/Document-embedding-generation-models

Development and Application of Document Embedding for Semantic Text Retrieval

Primary LanguagePython

Document-embedding-generation-models

Introduction

This is a repository for a project: Development and Application of Document Embedding for Semantic Text Retrieval

We utilised multiple sentence embedding generation techniques and the SBERT sentence encoder (https://www.sbert.net/) to generate document embeddings based on hierarchical doucment structure.

The pipeline of this project:

1

==========================================================================
The models that we developed:

  1. Baseline (Average Pool)
  2. CNN (based on TextCNN by Kim, 2014)

Data pipeline of CNN model:

2

Image for TextCNN architecture, from Kim, 2014:
image

  1. Transformer (based on Transformer model by Vaswani et al., 2017)

Data pipeline of the transformer model:

3

  1. Transformer-Poly-Encoder

Data pipeline of the Transformer-Poly-Encoder model:

4

  1. Poly-Encoder (based on Poly-encoders by Humeau et al., 2019)

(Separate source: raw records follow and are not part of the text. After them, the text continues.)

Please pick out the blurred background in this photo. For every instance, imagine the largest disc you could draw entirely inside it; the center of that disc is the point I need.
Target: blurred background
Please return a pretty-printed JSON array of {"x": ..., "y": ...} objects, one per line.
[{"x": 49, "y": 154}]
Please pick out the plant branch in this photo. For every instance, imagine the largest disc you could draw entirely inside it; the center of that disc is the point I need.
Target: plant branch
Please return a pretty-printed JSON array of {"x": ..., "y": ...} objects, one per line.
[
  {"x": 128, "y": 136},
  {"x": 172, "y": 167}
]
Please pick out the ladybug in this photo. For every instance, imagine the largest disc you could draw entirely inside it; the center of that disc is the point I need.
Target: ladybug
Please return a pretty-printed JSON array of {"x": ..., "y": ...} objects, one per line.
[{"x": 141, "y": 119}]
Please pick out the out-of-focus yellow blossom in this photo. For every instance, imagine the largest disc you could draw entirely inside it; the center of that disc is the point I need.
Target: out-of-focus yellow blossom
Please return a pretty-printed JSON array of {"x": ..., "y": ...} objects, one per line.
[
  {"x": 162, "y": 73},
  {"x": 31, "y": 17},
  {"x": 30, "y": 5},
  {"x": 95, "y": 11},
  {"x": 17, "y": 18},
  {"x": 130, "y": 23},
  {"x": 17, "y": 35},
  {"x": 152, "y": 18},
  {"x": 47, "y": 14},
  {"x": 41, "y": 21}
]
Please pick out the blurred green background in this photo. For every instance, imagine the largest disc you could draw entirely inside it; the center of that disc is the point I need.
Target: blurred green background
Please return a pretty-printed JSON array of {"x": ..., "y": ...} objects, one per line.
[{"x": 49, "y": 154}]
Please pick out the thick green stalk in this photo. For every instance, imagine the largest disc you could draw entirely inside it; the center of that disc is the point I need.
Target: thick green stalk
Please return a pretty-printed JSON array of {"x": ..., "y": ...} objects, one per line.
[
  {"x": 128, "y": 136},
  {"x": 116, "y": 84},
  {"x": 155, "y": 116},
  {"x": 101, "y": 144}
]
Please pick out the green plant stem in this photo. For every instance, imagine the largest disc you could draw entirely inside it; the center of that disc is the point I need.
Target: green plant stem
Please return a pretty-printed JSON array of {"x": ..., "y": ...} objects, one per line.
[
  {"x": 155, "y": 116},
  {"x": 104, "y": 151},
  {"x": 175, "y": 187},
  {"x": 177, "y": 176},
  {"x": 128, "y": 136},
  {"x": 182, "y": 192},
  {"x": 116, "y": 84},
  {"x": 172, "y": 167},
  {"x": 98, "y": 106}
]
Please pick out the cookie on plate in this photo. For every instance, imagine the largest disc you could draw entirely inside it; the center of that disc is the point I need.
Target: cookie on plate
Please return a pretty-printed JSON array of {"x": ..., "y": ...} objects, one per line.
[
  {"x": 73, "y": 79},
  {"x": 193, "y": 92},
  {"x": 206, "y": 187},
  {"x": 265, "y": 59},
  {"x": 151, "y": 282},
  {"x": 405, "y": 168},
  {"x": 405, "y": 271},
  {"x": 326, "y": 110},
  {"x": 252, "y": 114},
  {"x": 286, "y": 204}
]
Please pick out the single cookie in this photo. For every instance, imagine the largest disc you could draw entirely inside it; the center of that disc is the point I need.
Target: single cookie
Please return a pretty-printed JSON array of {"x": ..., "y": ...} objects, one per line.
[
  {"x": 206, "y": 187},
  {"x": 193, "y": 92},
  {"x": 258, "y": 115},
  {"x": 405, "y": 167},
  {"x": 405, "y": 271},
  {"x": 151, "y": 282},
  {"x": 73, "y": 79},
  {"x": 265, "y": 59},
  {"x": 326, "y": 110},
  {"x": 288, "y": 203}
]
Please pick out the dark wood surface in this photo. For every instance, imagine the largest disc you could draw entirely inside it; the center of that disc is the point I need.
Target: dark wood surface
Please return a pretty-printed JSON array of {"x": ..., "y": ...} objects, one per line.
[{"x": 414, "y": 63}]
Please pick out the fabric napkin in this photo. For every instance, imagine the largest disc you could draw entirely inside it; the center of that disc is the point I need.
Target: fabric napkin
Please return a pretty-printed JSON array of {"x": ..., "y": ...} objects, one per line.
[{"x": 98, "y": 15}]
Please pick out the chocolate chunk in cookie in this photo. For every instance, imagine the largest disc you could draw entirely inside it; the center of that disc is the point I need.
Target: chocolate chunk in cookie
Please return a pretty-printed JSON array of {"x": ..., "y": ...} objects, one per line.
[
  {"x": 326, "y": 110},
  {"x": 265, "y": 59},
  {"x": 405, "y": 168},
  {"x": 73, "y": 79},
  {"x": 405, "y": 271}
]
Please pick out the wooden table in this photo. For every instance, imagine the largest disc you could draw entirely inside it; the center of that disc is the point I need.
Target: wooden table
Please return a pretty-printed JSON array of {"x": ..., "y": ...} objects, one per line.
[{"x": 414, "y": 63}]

Data pipeline of the Poly-Encoder model:

4

==========================================================================
The models are evaluated and trained on PatentMatch ultrabalanced datasets (by Risch et al., 2020).

The training instance is a pair of documents (or paragraphs), text and text_b. If the two is related (e.g. text cited text_b), the label is 1, otherwise 0.

The documents will be broken into sentences, which will be tokenized and encoded by SBERT. The set of sentence embeddings will then be the input of the models, which will turn them into document embeddings (i.e. paragraph embeddings) for similarity score calculation.

The similarity score calculation we used is cosine similarity, and model evaluation metric is AUROC.

Step To Run Source Codes

  1. Install all the required packages using the requirements.txt .
  2. Run DataPrep.py, enter the file directories of the original .tsv files of the train and test ultrabalanced PatentMatch dataset.
  3. Run TokGen.py, clearing of data and convert them to index tokens.
  4. Run ValidationSet.py, generate validation dataset from the training dataset.
  5. Run Baseline.py, evaluate the dataset and create the score.pt to keep logging model performance.
  6. Run any model from CNN.py, Transformer.py, Trans-poly-encoder.py and Poly-encoder.py according to need. (Note that Trans-poly-encoder.py requires a pretrained transformer model).

Extra Files

parameters.py: Configuration files, as well as some universally used functions.
ModelScore.py: The function for AUC score generation for model evaluation.
DataGenerator.py: The class for data generator used to generate mini-batches and the customized collate function.

Reference

  1. SBERT Sentence Encoder (https://www.sbert.net/): Reimers & Gurevych, 2019, Sentence-BERT: Sentence Embeddings using Siamese BERT-Networks, arXiv e-prints, URL: https://arxiv.org/abs/1908.10084 ;
  2. TextCNN: Kim, 2014, Convolutional Neural Networks for Sentence Classification, arXiv e-prints, URL:https://arxiv.org/abs/1408.5882 ;
  3. Transformer: Vaswani et al., 2017, Attention is All You Need, URL: https://proceedings.neurips.cc/paper/2017/file/3f5ee243547dee91fbd053c1c4a845aa-Paper.pdf ;
  4. Poly-Encoder: Humeau et al., 2019, Poly-encoders: Transformer Architectures and Pre-training Strategies for Fast and Accurate Multi-sentence Scoring, arXiv e-prints, URL: https://arxiv.org/abs/1905.01969 ;
  5. PatentMatch Dataset: Risch et al., 2020, PatentMatch: A Dataset for Matching Patent Claims & Prior Art, arXiv e-prints, URL: https://arxiv.org/abs/2012.13919 ;
  6. References for the tranformer and poly-encoder model construction are cited in the corresponding python files as comments.